Sourced numbers from the episode:

  • AI-fit companies deliver AI-driven financial performance 7.2x higher than other companies (PwC 2026 AI Performance Study, Joe Atkinson).
  • 74% of AI's economic value is captured by 20% of organisations (PwC).
  • Top performers are 2x more likely to redesign workflows around AI vs. layering AI onto existing processes (PwC).
  • Top performers are 2.6x more likely to report AI has improved their ability to reinvent their business model (PwC).
  • Top performers are 2.8x more likely to have increased the number of decisions made without human intervention (PwC).
  • Leading companies invest ~2.5x more of their revenue in AI than other companies (PwC).
  • ~80% of AI initiative value comes from redesigning work; ~20% from the technology itself (PwC).
  • Google Security Operations Centre, after deploying Gemini-based triage agents: >90% reduction in threat mitigation time (Sundar Pichai, Google Cloud Next 2026).
  • Google marketing, Gemini-in-Chrome launch: 70% faster turnaround, 20% increase in conversions (Google Cloud Next 2026).
  • Google committed $750 million to accelerate partner-led development of agentic AI systems (Google Cloud Next 2026).

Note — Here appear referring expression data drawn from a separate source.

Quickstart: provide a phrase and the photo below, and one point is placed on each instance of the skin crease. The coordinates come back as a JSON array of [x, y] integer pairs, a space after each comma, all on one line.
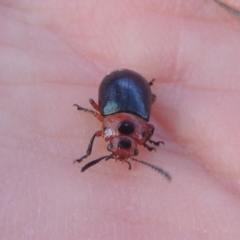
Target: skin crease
[[54, 54]]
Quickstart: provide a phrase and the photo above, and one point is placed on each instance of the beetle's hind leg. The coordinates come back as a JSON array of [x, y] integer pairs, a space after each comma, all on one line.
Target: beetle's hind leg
[[156, 143], [90, 145], [148, 147], [95, 114]]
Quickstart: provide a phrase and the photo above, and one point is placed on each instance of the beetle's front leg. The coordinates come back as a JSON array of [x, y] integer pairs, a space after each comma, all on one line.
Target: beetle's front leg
[[90, 145]]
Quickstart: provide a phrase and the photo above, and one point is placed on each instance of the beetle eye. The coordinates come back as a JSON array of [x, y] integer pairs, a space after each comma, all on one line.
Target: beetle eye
[[124, 143], [126, 127]]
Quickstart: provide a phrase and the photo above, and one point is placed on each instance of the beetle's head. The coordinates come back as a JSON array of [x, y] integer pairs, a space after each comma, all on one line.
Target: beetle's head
[[123, 147]]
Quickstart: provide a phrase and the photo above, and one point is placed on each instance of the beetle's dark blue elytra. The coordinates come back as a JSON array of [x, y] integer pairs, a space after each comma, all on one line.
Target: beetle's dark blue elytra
[[124, 108]]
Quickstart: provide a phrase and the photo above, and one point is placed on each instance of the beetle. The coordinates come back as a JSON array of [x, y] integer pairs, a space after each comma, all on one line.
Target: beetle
[[124, 108]]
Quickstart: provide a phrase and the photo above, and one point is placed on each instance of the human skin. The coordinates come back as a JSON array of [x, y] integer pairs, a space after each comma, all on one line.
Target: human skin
[[55, 54]]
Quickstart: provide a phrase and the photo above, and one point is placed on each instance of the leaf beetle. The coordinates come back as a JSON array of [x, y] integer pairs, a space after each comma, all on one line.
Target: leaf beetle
[[124, 108]]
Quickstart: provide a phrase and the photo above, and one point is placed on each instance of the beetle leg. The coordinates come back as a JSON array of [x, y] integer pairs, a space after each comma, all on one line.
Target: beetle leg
[[94, 104], [155, 143], [148, 147], [153, 98], [151, 82], [97, 115], [96, 161], [89, 150]]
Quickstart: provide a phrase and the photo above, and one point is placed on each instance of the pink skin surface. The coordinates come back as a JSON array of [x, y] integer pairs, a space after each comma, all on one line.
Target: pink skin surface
[[54, 54]]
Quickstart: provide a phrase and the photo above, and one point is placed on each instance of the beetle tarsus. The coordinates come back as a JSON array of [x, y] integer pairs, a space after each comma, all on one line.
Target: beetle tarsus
[[129, 165], [148, 147], [90, 164], [156, 143], [90, 145]]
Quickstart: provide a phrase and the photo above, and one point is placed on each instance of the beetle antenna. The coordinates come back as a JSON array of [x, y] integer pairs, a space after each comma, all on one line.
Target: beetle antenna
[[158, 169], [90, 164]]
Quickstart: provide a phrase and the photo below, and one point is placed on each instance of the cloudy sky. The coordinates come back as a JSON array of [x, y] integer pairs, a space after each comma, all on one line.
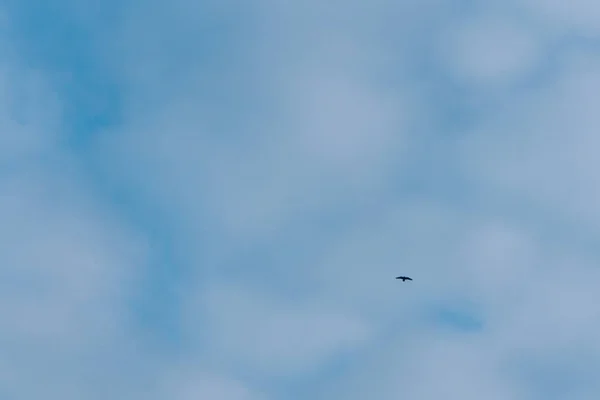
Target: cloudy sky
[[210, 200]]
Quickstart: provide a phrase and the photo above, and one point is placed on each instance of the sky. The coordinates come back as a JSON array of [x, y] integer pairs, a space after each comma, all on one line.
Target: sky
[[209, 200]]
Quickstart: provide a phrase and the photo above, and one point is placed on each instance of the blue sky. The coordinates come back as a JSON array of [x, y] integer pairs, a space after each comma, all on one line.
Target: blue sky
[[210, 200]]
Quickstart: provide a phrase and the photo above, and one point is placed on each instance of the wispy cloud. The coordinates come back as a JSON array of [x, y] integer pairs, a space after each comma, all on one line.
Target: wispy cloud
[[225, 217]]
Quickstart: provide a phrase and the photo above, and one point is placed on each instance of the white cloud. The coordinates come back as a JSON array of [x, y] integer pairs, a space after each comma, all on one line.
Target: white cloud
[[272, 337], [579, 16], [490, 51], [190, 384], [540, 149]]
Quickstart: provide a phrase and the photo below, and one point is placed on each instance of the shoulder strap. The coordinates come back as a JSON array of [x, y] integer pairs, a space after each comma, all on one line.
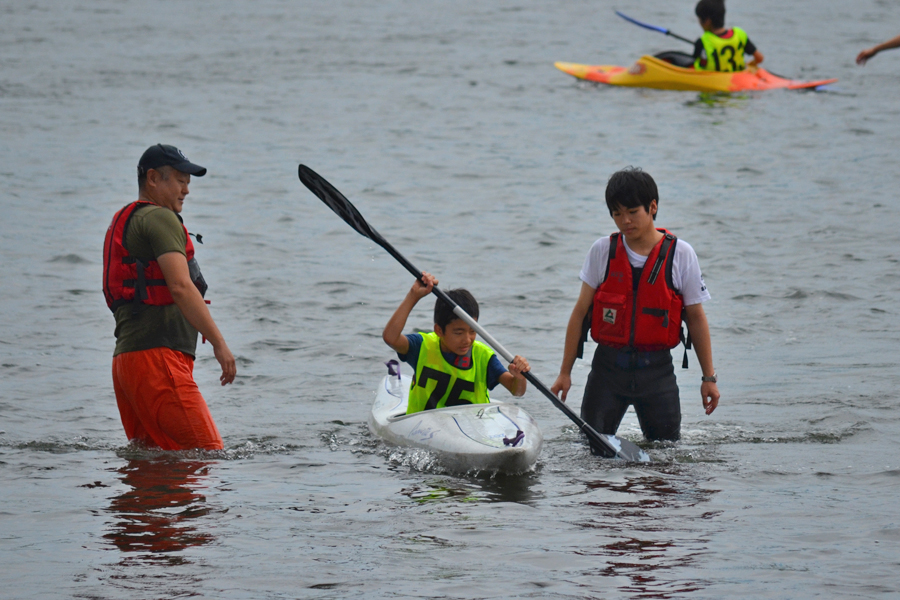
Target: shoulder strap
[[661, 257]]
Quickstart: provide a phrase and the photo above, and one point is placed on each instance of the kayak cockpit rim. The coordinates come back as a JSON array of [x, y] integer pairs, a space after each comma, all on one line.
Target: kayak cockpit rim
[[482, 407]]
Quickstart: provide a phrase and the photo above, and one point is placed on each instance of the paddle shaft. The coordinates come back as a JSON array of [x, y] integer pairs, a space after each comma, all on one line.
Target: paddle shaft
[[345, 209], [506, 354], [654, 28]]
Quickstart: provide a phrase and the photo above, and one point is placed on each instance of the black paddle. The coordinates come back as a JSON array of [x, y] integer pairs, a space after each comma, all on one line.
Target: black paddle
[[654, 28], [609, 445]]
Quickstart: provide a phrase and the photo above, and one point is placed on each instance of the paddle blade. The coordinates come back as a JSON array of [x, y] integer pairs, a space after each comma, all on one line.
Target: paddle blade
[[337, 202], [623, 449], [644, 25]]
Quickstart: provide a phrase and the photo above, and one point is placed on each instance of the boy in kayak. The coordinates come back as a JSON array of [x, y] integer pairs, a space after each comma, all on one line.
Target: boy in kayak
[[721, 49], [637, 285], [451, 366]]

For your own redesigned function: [reader: measure your own baseline] — cycle time, cost per unit, throughput, error rate, decision latency. Capture the numbers before you switch on the prototype, or you will not be able to defend the result later.

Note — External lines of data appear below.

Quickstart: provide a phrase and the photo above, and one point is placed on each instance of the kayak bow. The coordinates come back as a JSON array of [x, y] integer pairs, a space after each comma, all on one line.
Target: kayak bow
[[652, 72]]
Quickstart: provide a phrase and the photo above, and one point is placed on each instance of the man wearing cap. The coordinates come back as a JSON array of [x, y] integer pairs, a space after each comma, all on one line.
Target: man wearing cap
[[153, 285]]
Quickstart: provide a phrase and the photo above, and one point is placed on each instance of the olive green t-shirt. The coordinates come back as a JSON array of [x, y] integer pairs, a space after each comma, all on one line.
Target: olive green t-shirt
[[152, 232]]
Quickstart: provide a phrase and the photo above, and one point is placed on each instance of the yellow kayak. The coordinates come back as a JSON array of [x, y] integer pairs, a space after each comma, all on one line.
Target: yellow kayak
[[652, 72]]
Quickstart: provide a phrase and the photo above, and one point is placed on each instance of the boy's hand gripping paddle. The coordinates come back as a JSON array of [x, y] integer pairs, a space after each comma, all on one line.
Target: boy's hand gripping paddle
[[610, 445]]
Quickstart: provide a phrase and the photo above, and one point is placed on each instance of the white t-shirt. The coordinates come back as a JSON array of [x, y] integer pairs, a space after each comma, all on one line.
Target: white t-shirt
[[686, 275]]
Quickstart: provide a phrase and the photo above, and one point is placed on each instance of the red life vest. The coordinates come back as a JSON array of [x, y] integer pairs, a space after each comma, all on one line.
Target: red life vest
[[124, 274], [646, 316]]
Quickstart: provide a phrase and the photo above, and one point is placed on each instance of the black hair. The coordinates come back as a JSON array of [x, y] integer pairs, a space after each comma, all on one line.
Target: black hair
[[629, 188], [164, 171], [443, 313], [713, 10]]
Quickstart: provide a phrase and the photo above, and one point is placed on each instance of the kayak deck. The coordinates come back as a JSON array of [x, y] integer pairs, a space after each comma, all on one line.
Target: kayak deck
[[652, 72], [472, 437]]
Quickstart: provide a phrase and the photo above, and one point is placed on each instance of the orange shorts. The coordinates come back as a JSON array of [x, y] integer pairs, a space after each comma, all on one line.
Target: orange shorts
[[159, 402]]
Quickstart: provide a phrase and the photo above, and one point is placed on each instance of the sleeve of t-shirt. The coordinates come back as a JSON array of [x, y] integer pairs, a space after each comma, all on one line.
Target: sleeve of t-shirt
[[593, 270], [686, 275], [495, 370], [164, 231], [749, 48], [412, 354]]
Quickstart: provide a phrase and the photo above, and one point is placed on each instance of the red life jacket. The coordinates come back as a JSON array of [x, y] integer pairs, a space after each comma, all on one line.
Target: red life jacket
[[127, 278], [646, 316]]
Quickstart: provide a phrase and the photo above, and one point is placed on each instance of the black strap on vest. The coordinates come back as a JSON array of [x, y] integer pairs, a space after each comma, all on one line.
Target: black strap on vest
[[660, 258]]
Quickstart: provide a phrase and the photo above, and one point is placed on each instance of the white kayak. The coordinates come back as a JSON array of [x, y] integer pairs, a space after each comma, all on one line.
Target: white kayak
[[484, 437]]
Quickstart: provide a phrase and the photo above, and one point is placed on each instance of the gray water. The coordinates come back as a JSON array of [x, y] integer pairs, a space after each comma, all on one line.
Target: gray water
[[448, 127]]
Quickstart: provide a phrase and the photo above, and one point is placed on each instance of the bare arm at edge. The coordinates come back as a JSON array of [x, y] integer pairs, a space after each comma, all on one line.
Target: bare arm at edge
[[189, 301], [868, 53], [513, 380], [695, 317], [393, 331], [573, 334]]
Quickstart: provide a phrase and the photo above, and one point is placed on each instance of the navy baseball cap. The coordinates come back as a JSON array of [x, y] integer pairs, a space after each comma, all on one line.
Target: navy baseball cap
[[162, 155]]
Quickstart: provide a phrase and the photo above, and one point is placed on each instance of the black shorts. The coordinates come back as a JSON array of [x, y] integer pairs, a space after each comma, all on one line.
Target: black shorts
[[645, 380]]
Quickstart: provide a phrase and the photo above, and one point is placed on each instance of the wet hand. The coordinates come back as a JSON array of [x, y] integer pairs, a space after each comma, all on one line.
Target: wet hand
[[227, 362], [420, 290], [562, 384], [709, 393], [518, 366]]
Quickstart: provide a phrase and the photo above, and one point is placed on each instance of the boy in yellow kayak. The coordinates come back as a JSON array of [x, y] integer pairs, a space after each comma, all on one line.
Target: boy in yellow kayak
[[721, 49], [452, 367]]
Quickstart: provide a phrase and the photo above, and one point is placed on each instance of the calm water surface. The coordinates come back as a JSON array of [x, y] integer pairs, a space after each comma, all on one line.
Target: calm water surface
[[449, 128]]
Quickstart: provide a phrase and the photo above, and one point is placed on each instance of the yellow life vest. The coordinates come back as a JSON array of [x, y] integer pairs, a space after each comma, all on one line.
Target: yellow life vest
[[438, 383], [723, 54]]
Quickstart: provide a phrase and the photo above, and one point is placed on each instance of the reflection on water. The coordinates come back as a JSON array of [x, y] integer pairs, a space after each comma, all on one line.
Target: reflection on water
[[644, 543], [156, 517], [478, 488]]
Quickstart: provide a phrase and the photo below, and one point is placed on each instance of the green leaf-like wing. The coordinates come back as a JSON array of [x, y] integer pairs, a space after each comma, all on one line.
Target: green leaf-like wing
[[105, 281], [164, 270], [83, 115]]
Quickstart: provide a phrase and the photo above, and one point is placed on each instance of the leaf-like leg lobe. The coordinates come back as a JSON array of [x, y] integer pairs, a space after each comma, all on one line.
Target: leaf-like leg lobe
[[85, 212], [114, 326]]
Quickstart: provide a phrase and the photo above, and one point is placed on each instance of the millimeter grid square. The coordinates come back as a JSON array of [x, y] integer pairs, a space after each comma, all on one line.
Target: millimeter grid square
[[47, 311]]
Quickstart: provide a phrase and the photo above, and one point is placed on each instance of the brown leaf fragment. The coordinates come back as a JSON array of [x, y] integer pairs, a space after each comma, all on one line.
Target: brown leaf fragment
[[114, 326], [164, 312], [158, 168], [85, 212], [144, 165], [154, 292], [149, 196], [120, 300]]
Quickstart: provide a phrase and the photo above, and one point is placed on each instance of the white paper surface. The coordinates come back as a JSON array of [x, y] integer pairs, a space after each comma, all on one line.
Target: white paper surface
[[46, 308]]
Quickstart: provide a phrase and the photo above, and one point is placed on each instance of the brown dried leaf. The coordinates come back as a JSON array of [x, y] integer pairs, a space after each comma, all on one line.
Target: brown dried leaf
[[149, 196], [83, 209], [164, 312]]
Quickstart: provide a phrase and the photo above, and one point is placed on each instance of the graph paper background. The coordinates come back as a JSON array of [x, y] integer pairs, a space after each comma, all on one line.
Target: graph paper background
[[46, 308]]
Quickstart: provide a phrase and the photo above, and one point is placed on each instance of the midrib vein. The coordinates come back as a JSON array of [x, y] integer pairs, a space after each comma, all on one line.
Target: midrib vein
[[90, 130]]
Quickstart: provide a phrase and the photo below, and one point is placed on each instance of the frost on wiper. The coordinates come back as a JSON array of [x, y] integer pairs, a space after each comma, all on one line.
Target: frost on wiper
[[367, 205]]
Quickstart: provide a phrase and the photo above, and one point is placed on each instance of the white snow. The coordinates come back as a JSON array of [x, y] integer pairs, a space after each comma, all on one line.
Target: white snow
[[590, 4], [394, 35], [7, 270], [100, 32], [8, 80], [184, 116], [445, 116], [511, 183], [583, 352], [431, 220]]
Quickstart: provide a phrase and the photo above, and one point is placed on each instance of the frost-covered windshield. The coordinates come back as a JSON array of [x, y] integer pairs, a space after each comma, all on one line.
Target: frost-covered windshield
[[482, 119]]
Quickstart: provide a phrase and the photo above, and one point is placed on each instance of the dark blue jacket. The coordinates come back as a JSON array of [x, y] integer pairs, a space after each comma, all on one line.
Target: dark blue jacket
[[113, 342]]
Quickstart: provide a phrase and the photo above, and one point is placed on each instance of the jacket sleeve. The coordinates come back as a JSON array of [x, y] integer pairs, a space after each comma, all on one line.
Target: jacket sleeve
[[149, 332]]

6. How to replicate in 1 day

  • 30 min — Pick the function and write the mandate. One paragraph from the CEO or board: "We are redesigning [function] from scratch around AI agents. Existing structure is not the constraint."
  • 90 min — Workflow inventory. Pull SOPs, role descriptions, and recurring tasks for the chosen function. List every recurring task, its frequency, and approximate time-cost.
  • 60 min — Classify tasks. Sort into structured / judgement / relational. Highlight the structured layer — that is the redesign target.
  • 90 min — Map agents. For each structured task, name the commercial agent capability that already exists for it (document intake, reconciliation, anomaly detection, drafting, triage, monitoring).
  • 60 min — Sketch the rebuilt function. Headcount, roles, skills, decision rights, agent-vs-human boundaries. Two pages maximum.
  • 2 hours — Build the smallest prototype. Pick one end-to-end workflow inside the function. Stand it up using one of the platforms named in the episode (Gemini Enterprise, OpenAI Workspace Agents, Claude). Do not procure — prototype.
  • 60 min — Capture the baseline and run a measurement plan. Define the before/after metrics, owner, and review date. Schedule the next-function replication on the calendar before you stop.

Total: ~8 hours. End of day deliverable: a written blank-sheet redesign of one function, a working prototype on one workflow, and a measurement plan with baseline numbers captured.